Date and Location -------------------------


Thursday, April 07, 2005

4:00 PM - 6:00 PM



Attendees  ---------------------------------



Apologies from FZK


Subject -------------------------------------



Post-mortem of SC2



Host performance slow

Kernel issues on disk I/O performance

Also long-haul network delay

Per-file rate 7MB/s 10 or 15 streams

Try to apply IN2P3


Need to gather what

kernel version


Tuning information



Possible to use radiantservice alias for gridftp ?

JAMES: This is an issue with castor SRM software - we need to raise it with the software developers first

Is it worthwhile to add a component into SC3 where we try and move data into as well as out of the radiant cluster

JAMES: Definitely - since we don’t want to do it first off when the experiment start staging from tape



No input



Nothing particular

Good rate from Thursday

Added two machines more

One problem - handling of the cache disk on the machine


Need to move towards a consistent database of site configurations


BNL:  Need to see what happens when we move up the stack


NL : What kernel params were tuned ? - Laurent knows?



Didn’t use the wiki, but collected the observations in a document - sent to the list


·         Transfer queue size to 10000 from 1000, the throughput through iperf increases and was more stable.  Relevant for large RTT

·         Tuning of kernel params Re Read/Write buffers

§         Min 1Mb/ Max 32M/ Default 16M.  This was needed for optimum single stream iperf performance.

·         Window size

§         Optimum minimum value is 3MB (6MB for the kernel) for INFN

§         Gridftp auto-tuning feature will help for this

·         Had network performance issues.

§         Were not able to understand the reasons

§         Was asymmetric issues - only INFN to CERN, so didn't affect the SC traffic

§         Some issues on oplapro nodes due to monitoring traffic affecting errors in the counters

·         Saw performance issues related to scaling

§         35MB/s at the worst scenario.  This should load the link at full load

§         Would like to test to see how the aggregate changes with number of gridftp sessions - BOOK A SLOT

·         Issues with I/O performance which is dependant on amount of space on disk

Mark:  NL have seem that if the disk is about 70%, you get decrease in throughput

Andrew: fragmentation problems as well

·         Giuseppe will write a document summarising the load-balancing used for the SC



Network arrived late in the day. 2 x 1Gb link. Couldn't achieve more than 75-85 Mb/s

Had problem with UDP about 750Mb/s - above that packet loss is high

UKLIGHT concluded that the link had been underprovisioned

Link reprovisioned - now can get 1Gb/s

DANTONG: you can see performance problems with agregate links

Mark: How is the agregation done

Andrew: IPv4 XOR'ing of IP addresses. Complications due to another aggregate 2x1Gb at RAL end.

Mark: We saw similar problems with out etherbundling


Andrew: would like to go to SRM.  Also trying to get the gridftp servers to get connections from both production and UKLIGHT network.

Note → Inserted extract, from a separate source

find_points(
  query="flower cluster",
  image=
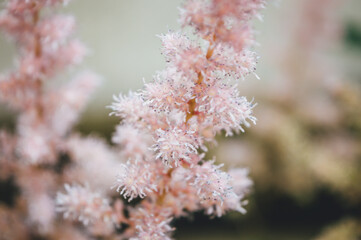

James: We need to see how we do this multiple connection to the storage cluster

Andrew: We want


Mark - 950MB iperf single node


Aggregate 200MB/s across hosts with directed transfers to specific disks -not tuned hosts.  Saw hosts crashing and bad performance once started doing radiant transfers. Was due to buffer cache again - became more stable. Saw that data was kept 50 seconds in memory before being written to disk. After tuning only kept in memory for 5 seconds.  Flushd was waking up every 2.5 seconds


Had to schedule transfers across disks as well as nodes. 

Saw some movement of transfers across to a single node. This killed the aggregate performance


Problem with scheduling agent - saw db was down.

James: Saw problems with central  db service

Also, don't want to put FS and host knowledge into scheduler - this should be a site issue to put SRM, etc...


Mark:  Create single FS on nodes as a response


Best performance with single stream transfers.


Cert got revoked before end of lifetime and stopped jobs running


Bug in radiant that needs a grid-cert for job submission, when there was ones in myproxy - should be passed forward to glite team





Mark:  What is the layout and configurations of sites.  What is amount of data for SC3.  What is the ramp-up for the production phase.


James:  We need to work on this as well.  Perhaps a future phonecon (2 weeks time?) should be dedicated to this issue?